Hooking up with students is easy, thanks to JobTrak Corp. (http://www.jobtrak.com), a Los Angeles company that functions as an online meeting place for employers and students. More than 850 colleges participate, and nearly 441,000 jobs and internships were posted last year.
The secret to finding student workers is targeting the right campuses. "Schools have reputations for being leaders in different industries. There are technical schools, schools with marketing programs and schools with good entrepreneurial programs," says Ken Ramberg, 35, co-founder of JobTrak.
College career centers have a wealth of information about their school's specialties, their students' skills and local wage rates. If the college isn't affiliated with JobTrak or a similar service, its career center will post job openings for you on a bulletin board.
Colleges generally don't impose special requirements on employers offering jobs to students, but for internships, you may need to meet certain criteria. Students may have to attend classes, write papers on your industry or company, or do other assignments related to the internship. A reasonable amount of cooperation and assistance on your part is expected.
Student wages vary widely, depending on the location, the industry, the skills sought, and the local employment outlook. A student with specialized high-tech training might command a high hourly wage, particularly in a tight labor market. Some students earn a flat fee. Interns are often unpaid or receive academic credit.
Students are subject to the same federal and state labor laws as other workers and should be classified as employees or independent contractors. Requirements for wages, worker's comp and other labor laws applicable to students vary among the states. Contact your state department of labor for information.
Students are generally motivated, dedicated and reliable, but they've also got demanding lives and shifting priorities. They can get distracted by term papers, exams and campus social events, plus they're only on board for a limited time. Students have the ability to handle tough assignments, but don't delegate anything mission-critical to your business.

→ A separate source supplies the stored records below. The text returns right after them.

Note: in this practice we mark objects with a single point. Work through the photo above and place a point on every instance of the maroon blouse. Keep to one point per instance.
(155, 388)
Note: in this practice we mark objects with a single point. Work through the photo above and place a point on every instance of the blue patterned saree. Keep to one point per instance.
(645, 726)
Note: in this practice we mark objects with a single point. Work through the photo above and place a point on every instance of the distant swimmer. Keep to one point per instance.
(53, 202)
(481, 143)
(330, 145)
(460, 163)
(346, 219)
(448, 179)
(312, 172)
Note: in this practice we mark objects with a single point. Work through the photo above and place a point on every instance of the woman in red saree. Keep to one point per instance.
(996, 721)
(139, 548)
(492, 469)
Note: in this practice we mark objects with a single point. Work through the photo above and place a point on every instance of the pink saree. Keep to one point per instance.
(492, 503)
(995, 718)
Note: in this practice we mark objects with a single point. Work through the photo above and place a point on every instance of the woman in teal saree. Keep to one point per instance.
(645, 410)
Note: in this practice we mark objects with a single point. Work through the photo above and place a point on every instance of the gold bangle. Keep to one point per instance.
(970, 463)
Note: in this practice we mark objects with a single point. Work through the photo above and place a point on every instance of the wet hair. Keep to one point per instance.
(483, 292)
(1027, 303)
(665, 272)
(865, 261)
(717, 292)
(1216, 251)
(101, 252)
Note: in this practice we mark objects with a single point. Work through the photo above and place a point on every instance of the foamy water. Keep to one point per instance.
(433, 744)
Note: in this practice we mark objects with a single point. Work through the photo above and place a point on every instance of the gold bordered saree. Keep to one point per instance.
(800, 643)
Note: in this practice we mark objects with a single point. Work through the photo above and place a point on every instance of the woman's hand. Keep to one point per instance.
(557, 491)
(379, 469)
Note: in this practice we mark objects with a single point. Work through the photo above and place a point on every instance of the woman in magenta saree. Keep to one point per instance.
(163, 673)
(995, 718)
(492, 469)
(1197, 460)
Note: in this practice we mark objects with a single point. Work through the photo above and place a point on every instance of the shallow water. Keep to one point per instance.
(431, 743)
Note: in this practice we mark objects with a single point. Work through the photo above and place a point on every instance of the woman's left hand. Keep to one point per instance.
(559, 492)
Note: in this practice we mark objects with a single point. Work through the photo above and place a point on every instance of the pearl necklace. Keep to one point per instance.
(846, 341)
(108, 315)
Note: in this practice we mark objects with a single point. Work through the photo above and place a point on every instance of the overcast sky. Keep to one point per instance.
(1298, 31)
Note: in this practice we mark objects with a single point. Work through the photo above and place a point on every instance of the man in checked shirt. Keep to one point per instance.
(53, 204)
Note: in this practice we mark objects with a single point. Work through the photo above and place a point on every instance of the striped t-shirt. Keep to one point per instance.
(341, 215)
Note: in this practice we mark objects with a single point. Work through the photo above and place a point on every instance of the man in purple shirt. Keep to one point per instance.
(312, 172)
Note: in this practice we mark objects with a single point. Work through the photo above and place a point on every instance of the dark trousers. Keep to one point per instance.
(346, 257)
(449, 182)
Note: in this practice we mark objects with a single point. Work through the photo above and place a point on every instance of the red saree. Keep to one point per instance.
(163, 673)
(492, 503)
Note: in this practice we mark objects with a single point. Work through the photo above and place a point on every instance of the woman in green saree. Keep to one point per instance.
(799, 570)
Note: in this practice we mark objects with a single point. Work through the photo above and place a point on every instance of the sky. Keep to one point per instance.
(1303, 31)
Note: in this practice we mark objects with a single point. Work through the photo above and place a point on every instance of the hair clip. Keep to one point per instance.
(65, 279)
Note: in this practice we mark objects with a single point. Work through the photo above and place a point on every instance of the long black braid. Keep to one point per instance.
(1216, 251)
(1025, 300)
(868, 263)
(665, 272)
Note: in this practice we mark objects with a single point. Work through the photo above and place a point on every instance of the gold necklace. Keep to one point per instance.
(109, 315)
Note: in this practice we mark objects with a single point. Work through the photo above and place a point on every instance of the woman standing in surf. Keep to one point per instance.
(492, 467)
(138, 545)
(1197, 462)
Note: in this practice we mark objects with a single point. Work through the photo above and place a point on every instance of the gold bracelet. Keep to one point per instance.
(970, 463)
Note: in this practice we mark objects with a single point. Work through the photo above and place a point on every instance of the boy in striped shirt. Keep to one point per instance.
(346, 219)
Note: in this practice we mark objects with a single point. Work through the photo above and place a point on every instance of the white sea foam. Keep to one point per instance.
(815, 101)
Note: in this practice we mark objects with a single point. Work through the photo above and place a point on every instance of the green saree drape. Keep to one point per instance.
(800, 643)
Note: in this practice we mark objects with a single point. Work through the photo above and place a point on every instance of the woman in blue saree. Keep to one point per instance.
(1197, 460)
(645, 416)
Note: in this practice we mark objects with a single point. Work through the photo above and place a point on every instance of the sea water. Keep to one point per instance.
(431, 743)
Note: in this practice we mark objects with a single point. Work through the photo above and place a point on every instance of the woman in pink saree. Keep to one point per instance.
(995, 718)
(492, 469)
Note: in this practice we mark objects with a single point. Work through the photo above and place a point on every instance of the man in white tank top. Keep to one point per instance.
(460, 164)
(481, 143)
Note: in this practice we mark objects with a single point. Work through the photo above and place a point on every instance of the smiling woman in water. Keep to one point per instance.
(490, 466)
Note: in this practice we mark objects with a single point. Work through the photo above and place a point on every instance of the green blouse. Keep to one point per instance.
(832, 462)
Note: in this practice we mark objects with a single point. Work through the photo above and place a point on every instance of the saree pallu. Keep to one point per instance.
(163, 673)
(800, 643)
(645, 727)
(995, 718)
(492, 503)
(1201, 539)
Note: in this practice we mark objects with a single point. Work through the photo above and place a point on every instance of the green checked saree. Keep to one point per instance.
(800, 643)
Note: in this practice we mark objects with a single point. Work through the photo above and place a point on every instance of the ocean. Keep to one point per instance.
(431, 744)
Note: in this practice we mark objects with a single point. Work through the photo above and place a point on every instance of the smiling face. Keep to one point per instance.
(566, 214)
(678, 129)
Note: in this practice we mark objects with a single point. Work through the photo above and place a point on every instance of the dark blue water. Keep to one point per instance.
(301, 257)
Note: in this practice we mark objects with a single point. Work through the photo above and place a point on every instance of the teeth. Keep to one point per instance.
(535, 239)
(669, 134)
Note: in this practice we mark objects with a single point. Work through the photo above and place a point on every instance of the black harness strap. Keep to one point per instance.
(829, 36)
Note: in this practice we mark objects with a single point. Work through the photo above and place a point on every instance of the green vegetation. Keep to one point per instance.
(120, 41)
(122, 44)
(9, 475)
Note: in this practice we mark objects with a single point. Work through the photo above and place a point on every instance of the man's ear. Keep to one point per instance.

To minimize distractions, recruit graduate students. Cooking.com (http://www.cooking.com), a start-up online retailer in Santa Monica, California, hired an MBA candidate as a full-time intern last summer, paying her a weekly fee. When school started, she stayed on as a part-time employee. Three other MBA students researched a class project at the company and offered valuable suggestions for improving product management workflow.
Graduate students require less supervision because they're older and have more work experience than undergraduates, says Tracy Randall, 32 co-founder of Cooking.com. "I recommend [hiring students] if you're in a city that has a good business school," she says. [Look for] students [who] have an entrepreneurial bent and see themselves going into an entrepreneurial environment. By soliciting the school, you get high-quality people who can add a lot of value to your business."
Marcie Geffner (email@example.com) writes frequently on business issues.
Unlike older employees, students generally aren't seeking money, perks or promotions as their rewards. Rather, they want meaningful opportunities that'll help them learn and build their resumes before they graduate. "Students don't want a glorified administrative position. They don't want to lick envelopes or do filing. They want to be challenged," says Ken Rambers, co-founder of JobTrak Corp., an online student employment service. Of course, a certain amount of grunt work comes with every entry-level job, but make sure the job offers some challenging work as well.
Also be aware that students want (and need) more supervision, coaching and feedback than older employees. Don't leave a student worker alone in a back office with a pile of paperwork and expect him or her to plug away at it all afternoon. "[Students] need a clearly defined assignment," says Ramberg. "Meet with them regularly to make sure they're happy, fulfilled and doing [a good] job for you."